Golkar Tabrak Etika Politik

Sabtu, 5 Juli 2008 - 03:04 wib
text TEXT SIZE :  
Suryadi - Okezone

JAKARTA - Usaha dan ambisi Fraksi Partai Golkar (FPG) untuk merebut posisi ketua pansus angket BBM merupakan langkah pengabaian etika politik.

Alasannya, secara jelas bahwa, partai terbesar itu menolak hak angket yang mutlak didukung mayoritas fraksi lainnya di DPR.

"Golkar telah mengabaikan etika publik, etika politik, dan kelaziman. Ketika mereka telah menolak hak Angket namun masih merasa perlu memegang kepemimpinan Pansus," ujar Direktur Lembaga Studi Kebijakan Publik (LSKP) Ichsanuddin Noorsy saat berbincang dengna okezone, Jakarta, Sabtu (5/7/2008).

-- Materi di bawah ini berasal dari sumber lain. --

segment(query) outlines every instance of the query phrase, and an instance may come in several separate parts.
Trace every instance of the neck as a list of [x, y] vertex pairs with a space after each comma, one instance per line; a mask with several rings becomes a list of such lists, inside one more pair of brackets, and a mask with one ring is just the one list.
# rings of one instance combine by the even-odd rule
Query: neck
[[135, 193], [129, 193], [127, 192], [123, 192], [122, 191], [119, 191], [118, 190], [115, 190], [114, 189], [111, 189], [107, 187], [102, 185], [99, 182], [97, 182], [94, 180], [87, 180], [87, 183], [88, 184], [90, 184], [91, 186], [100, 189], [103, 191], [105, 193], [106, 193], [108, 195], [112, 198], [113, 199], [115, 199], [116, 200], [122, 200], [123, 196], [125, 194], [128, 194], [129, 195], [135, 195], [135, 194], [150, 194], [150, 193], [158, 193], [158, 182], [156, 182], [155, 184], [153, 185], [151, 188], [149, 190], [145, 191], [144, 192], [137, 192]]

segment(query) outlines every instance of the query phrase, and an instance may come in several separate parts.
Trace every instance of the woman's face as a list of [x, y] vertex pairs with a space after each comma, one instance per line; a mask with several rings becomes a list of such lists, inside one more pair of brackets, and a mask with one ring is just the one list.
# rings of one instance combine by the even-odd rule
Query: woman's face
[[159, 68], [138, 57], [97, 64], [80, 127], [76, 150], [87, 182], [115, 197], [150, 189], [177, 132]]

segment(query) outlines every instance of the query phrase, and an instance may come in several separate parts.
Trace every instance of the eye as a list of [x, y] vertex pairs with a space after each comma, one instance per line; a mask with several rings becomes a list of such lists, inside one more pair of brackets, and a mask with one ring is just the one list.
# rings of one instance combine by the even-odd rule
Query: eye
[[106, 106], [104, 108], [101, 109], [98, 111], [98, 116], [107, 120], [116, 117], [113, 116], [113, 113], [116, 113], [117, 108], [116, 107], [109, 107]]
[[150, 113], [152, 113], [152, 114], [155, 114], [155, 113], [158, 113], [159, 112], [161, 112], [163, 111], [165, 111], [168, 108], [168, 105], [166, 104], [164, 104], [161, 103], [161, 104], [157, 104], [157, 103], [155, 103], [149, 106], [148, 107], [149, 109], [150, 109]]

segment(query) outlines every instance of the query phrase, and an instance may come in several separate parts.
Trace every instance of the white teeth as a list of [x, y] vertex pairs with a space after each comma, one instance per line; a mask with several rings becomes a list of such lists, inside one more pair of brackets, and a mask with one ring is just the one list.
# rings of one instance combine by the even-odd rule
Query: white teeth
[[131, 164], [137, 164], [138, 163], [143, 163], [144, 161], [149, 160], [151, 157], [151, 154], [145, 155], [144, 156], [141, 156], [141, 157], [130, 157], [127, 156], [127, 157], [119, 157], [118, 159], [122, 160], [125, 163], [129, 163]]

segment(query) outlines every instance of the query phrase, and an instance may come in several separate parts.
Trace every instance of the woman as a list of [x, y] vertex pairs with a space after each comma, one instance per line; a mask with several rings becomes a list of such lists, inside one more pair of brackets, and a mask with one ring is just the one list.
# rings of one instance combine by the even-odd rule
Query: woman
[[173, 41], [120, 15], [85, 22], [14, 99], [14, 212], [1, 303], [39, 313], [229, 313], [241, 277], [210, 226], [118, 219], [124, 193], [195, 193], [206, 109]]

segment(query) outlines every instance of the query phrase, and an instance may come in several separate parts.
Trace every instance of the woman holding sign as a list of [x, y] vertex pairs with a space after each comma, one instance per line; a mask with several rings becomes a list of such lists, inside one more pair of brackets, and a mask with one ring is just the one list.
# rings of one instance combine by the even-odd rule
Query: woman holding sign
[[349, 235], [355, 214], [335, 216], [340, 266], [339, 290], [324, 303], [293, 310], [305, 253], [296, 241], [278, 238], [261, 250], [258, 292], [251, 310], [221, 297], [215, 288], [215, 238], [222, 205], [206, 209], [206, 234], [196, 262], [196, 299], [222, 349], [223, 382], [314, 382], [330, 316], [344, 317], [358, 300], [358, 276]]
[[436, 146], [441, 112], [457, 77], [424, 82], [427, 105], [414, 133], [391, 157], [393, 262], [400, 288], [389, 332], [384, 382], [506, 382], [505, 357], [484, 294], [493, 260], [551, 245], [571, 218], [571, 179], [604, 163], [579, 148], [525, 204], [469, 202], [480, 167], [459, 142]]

Ichsan menilai, partai Golkar menjadi gamang karena kekalahannya dibeberapa daerah. Bahkan, pada saat pengesahan hak angket, partai terbesar itu kalah suara.  

"Golkar kehilangan rasa malu sehingga menabrak etika dan kelaziman," tegasnya.

Menanggapi peran Fraksi Partai Demokrat (FPD) dalam hal ini, dia menjelaskan bahwa FPD menuntut agar dwi tunggal SBY-JK juga berjalan di Pansus.